第二章 ムンゴル帝国編

もっとやべー奴らが来てる

 偵察機を駆って神聖オーマ帝国の首都方向を目指す俺。

 しかし、眼下に映る光景の雰囲気が、なんか違う。


 目にする村がことごとく焼かれて黒コゲとなっていて、人っ子一人いない。

 んんん?3軍目が動いたのか?と思ったが、ここはポトポトへの進軍ルートから微妙に外れている。


 というか、こちら側の方が火が消えて、首都側の方がまだ燃えている。


 つまり、こっちからオーマ側へ向かって、燃やされているということだ。

 

 俺は嫌な予感がして、無人機のエンジン出力を上げ、まだ焼けて黒煙を上げている村を追う。ステップイーグル君頑張って!


 首都にまで到達した俺は、「マジかよ」と、言葉を失った。


 数日前までは麦畑だった場所は、黒土があらわとなり、馬の蹄のようにU字型に土が盛られている。そしてその中に収められている、黒く長い筒。


 ――あれ、完全に大砲じゃねえか?!


 そういえば、歩兵が使う鉄砲より、大砲の方が先にできたんだっけか?

 デカい方が作るのは楽か。そこは準拠するんだな……。


 大砲を構えている軍隊の様子は、神聖オーマ帝国のものと全く様子が違う。


 なんというか、全体的に貧乏くさい。

 兵が身に着けているのは、革か布製の服と帽子といった具合だ。

 鎖鎧を着ているものや、バケツ頭のヘルメットをかぶった者はいない。

 

 一部の指揮官っぽい連中だけ、黒い板を連ねたコートみたいな鎧を着ている。

 なんかびみょーにお侍さんっぽい感じはあるが、見た目的にちょっとショボイ。


 だがこいつらの装備、特に兵のモノは見覚えがある。

 ポトポトを最初に攻めた連中、そいつらが先に渡河させた異民族の傭兵だ。


 牛の角を旗印にしているようだな。どういう国か、後でケムラーに聞いてみるか。


 こいつらはきっと、軍事行動を起こすタイミングを、前から見計らっていたのだろうな。

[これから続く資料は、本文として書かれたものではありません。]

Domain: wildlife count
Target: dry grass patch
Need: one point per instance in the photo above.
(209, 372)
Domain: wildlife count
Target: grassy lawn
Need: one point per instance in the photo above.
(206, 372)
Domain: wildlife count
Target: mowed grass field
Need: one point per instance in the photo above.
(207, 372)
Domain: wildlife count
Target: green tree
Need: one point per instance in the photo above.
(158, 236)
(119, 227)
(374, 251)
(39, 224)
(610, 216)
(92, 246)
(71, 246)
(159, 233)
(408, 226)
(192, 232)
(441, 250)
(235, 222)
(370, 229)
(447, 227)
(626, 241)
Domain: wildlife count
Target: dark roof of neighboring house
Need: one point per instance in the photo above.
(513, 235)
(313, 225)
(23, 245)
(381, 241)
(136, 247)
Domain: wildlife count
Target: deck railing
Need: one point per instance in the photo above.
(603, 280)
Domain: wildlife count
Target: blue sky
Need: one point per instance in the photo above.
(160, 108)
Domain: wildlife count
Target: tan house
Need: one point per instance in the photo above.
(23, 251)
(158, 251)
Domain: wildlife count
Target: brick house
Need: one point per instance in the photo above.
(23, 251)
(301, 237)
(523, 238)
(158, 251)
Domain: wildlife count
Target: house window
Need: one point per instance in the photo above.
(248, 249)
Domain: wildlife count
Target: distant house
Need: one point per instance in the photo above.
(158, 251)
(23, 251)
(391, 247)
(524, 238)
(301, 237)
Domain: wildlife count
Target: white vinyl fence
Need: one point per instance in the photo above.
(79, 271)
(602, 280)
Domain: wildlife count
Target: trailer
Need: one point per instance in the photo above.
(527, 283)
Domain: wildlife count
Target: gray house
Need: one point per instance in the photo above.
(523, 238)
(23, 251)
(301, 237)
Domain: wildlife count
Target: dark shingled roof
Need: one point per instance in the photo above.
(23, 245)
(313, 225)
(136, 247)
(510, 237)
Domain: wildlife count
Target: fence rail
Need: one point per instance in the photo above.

 俺と神聖オーマ帝国の戦いに、イェーィ!と横やりを入れに来たにしては、あまりにも手際が良すぎる。


 神聖オーマ帝国と謎の軍、にらみ合いの状態だが、先に動いたのは神聖オーマだ。しかしその動きは俺が予想ししたものと、大分異なっていた。


★★★


 我こそはムンゴル帝国皇帝、チンガス・ハンである。

 東方の100以上の諸部族を統率した、王の中の王と自負しておる。


 神聖オーマ帝国は肥沃な平地を持ち、馬と羊を放つのに最適の場所だ。

 帝国の膨張に伴い、部族が家族を養うには、より多くの土地が必要だ。

 この地を得るのは、天が我に与えた使命ともいえる。


 むう、城門が開いたな。降伏の軍使か、あるいは決死の斬り込み隊か?

 どれ、見てみるとしよう。


 さて、チンガスが見る先には、1000人ほどの修道士たちが居た。

 そのどれもが、小さな刃物すら帯びておらず、青い鉢巻をして、その手に小さな冊子を持つばかりであった。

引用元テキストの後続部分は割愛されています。